Gustavo Fontán, coguionista y director, dice, acerca de las motivaciones que lo llevaron a rodar este filme, producido por Lita Stantic y El Deseo: “Durante muchos meses me hice muchas preguntas sobre la ternura en el mundo, sobre las formas de vincularnos con los otros. Hay algo que me impacta: el modo como se dan las transacciones entre los humanos en un mundo que propone la alienación. Mónica debe dinero, no es mucho, algo así como un sueldo mínimo. Pero para ella y sus seres cercanos, es mucho. El derrotero de Mónica, si bien está sustentado en la necesidad de conseguir dinero, pone en evidencia vínculos, aun cercanos, que se constituyen como transacción. La sensación que tuve y que tengo, y que espero le dé sustento emocional a la película, es que todos, de algún modo, en este mundo en que vivimos, cada día nos vamos quedando un poco más solos”. Sobre esa premisa, el director se dispone a construir el relato de La deuda, que describe como “su película más narrativa”. La película comienza con el planteo del conflicto que se resume en la primera escena: Mónica tiene que reponer un dinero que se llevó de su oficina; no es la primera vez que esto sucede y su compañero de trabajo no está dispuesto a cubrirla más allá del plazo perentorio de la primera hora del día siguiente.

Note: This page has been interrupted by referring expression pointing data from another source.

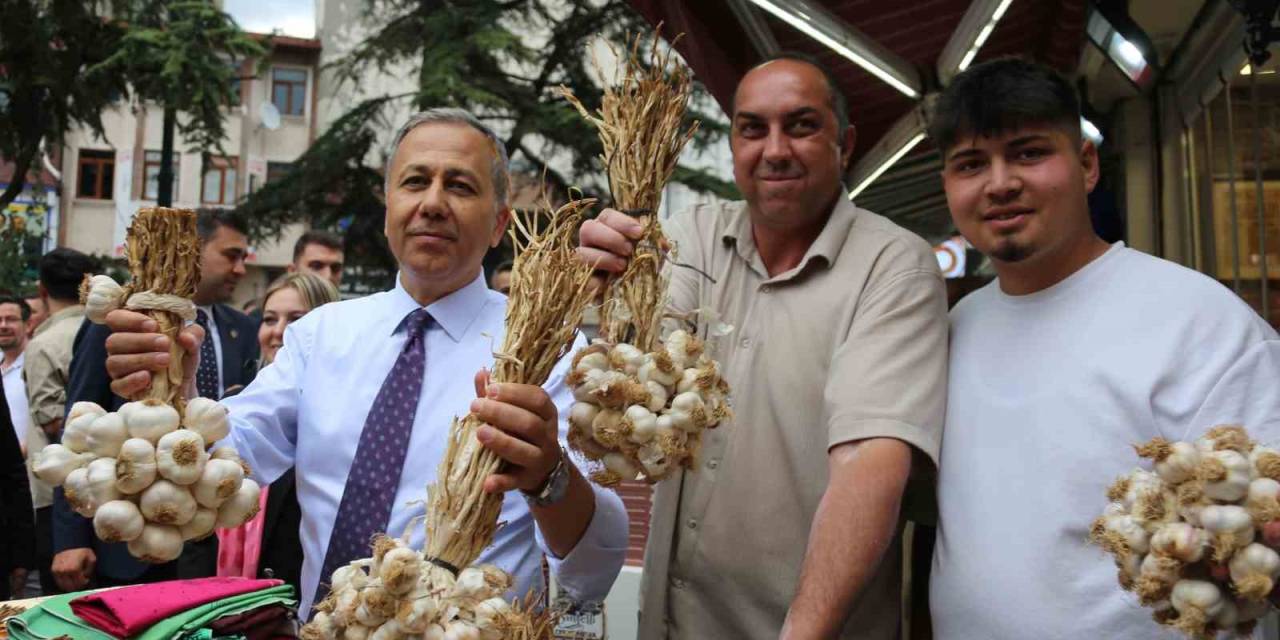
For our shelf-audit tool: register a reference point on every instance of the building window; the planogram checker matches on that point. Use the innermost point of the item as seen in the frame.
(219, 183)
(96, 174)
(151, 176)
(289, 90)
(277, 170)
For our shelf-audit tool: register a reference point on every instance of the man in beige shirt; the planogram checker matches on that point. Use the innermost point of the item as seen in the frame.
(49, 359)
(837, 365)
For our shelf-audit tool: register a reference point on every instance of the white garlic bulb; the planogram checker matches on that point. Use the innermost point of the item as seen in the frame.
(150, 419)
(55, 461)
(136, 466)
(103, 296)
(158, 543)
(241, 506)
(118, 521)
(105, 435)
(167, 503)
(219, 480)
(181, 456)
(208, 419)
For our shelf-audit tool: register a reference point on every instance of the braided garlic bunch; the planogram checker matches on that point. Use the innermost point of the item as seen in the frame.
(641, 415)
(1187, 535)
(398, 593)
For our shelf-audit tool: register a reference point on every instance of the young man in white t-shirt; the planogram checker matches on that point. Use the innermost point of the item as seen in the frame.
(1077, 351)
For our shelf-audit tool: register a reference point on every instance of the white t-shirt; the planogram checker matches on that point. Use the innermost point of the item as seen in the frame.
(1047, 392)
(16, 394)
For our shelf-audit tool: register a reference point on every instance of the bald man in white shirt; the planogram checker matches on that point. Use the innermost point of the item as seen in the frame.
(446, 206)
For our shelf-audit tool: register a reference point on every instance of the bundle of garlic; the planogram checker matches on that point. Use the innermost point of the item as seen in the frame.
(1187, 535)
(643, 401)
(398, 593)
(641, 415)
(145, 472)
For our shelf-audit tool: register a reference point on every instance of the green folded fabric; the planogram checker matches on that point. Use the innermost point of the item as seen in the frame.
(54, 617)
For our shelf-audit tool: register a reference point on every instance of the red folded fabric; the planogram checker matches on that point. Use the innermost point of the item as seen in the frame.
(128, 611)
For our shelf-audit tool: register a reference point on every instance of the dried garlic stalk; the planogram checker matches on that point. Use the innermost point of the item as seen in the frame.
(548, 296)
(639, 124)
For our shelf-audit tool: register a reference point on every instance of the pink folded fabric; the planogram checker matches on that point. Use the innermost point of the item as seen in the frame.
(128, 611)
(241, 548)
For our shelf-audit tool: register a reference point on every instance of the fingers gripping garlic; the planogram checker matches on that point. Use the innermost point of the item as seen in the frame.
(1255, 570)
(1225, 474)
(181, 456)
(118, 521)
(158, 543)
(241, 506)
(105, 435)
(208, 419)
(136, 466)
(149, 419)
(218, 481)
(55, 461)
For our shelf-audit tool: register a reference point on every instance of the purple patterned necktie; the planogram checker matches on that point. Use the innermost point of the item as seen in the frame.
(374, 476)
(206, 373)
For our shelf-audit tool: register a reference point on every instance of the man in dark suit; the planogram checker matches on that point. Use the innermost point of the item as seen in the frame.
(17, 517)
(81, 560)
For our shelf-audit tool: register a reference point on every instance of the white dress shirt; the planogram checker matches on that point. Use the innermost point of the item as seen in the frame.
(307, 410)
(16, 393)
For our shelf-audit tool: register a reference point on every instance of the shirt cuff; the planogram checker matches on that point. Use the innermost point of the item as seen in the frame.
(588, 572)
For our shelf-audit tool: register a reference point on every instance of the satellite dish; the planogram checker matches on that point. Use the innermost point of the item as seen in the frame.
(270, 115)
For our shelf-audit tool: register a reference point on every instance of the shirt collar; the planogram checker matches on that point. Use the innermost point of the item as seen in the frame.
(17, 364)
(826, 246)
(453, 312)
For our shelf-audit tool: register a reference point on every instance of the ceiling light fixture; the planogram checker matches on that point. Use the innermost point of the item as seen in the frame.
(816, 23)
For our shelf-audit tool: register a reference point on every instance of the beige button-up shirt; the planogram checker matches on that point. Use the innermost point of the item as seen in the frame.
(49, 361)
(849, 344)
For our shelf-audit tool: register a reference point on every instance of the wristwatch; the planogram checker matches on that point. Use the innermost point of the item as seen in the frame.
(554, 488)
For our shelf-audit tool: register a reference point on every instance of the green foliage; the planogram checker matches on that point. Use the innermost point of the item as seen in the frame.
(501, 60)
(45, 49)
(182, 54)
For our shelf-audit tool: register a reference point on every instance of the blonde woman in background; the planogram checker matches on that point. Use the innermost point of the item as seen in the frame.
(288, 298)
(268, 545)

A partir de ahí, se desenvuelve el nudo de la trama que consiste en seguir a la protagonista en un periplo laberíntico entre el conurbano y el centro, con la misión de reunir la suma, pero el ritmo narrativo se hace lento, detenido en esperas y largas tomas que documentan minuciosamente los detalles de lo que Mónica ve por la ventanilla de los vehículos que la llevan en esta interminable procesión nocturna. Belén Blanco, la protagonista excluyente, intenta dotar a su personaje de verdad y logra transmitir cierta sensación de vacío existencial y tristeza que se apoderan de Mónica durante todo el filme. En general las actuaciones del resto del elenco adoptan un tono monocorde y con pocos matices, con la bienvenida excepción de Leonor Manso, que tiene una intervención corta pero efectiva cerca del desenlace. La película parece iluminarse con las primeras luces del día pero el final abierto e interesante no logra redimir un relato que resulta oscuro y moroso.